Hyper Clumps, Mini Clumps and National Catalogues: Resource Discovery for the 21st Century
Keynote Speech: The Concept of a 'National Catalogue' - Jean Sykes
Interoperability: Architectures and Connections - John Gilby & Ashley Sanders
Making Sense of Hybrid Union Catalogues: Collection Landscaping in Complex Information Environments - Gordon Dunsire
Interoperability: The Performance of Institutional Catalogues - Fraser Nicolaides & George Macgregor
User Behaviour in Large-scale Resource Discovery Contexts - Dick Hartley
Futures and Plenary Question & Answer Session - Jean Sykes & Bob Sharpe
The JISC-funded Copac/Clumps Continuing Cooperation (CC-interop) Project completed its work during 2004 and this event was planned to disseminate the key findings of the project. The day was chaired by Bob Sharpe, Director of ILS, University of Plymouth, Member of the JISC Integrated Information Environment Committee and Chair of the project Steering Group. Bob put the day in context by explaining that CC-interop had its background in the eLib Phase 3 Programme  and the Copac service . The Large Scale Resource Discovery strand of eLib consisted of four distributed union catalogues or clumps, three of which were regional and have shown good sustainability by continuing beyond the project stage, now being live subscription-funded services. Copac gives free access to the online catalogues of major UK research libraries and is a JISC-funded service based at MIMAS.

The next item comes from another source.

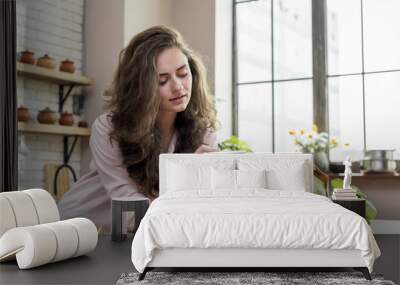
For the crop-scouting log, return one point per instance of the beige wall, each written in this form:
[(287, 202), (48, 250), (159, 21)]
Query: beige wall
[(104, 39), (140, 15), (109, 26)]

At the end of the eLib programme, a gap was identified within the JISC development activities and the CC-interop partners were invited by the (then) JISC Committee for the Information Environment to submit a free-standing bid. This was successful and the project ran from May 2002 to April 2004. Project partners were the Centre for Digital Library Research (CDLR) based at Strathclyde and responsible for the CAIRNS Clump , the Copac Team based at MIMAS and the M25 Systems Team based at the LSE and responsible for the InforM25 service . Staff with responsibilities for the RIDING service were initially partners also.
Bob noted that the project was not part of a specific JISC programme which was unusual, but filled an important niche.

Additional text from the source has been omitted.